I hate when they accuse me of being all bent out of shape, Americans, when I am not. Because when that happens, then I really do get all bent out of shape, and it isn't even my fault! But I did a little reading - some good ol' Bradbury and some good ol' 'Dandelion Wine' - and soon mostly forgot all about them.

__________

I take a morning stroll whenever I can, and an evening one as well; a stroll, or a bike ride. Harry S Truman often joins me for a 'morning constitutional,' as he did on the morning after my little chat with Mell and Ellie.

"And you've made your decision."

"I have, Harry."

"And you're comfortable with your decision?"

"Yep. Frankly, I think it's inspired."

"Well then; that's that, isn't it?" We continued walking along the streets of the village, silent for a time, enjoying the birdsong. But I had to ask him:

"What do you think, Harry?"

We walked a ways further. I was starting to wonder if he was going to reply, when he tugged at my sleeve to stop me. He stared into my eyes, still holding onto my sleeve, and smiled that most brilliant of smiles. "I think it's inspired, too, Markus. I had pretty good luck with it, you know."

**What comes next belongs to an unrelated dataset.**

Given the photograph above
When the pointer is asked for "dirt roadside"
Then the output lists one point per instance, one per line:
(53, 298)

"Yes, I know," I said, returning his smile.

Hooking his arm in my own, Harry Truman and I continued our morning stroll, again quietly listening to the birds and enjoying one another's company. Then he softly began to whistle a tune. I cannot whistle, but I can carry a tune, so I joined in and hummed along to the theme song of my campaign: 'I'm Just Wild About Harry.' As, indeed, I am.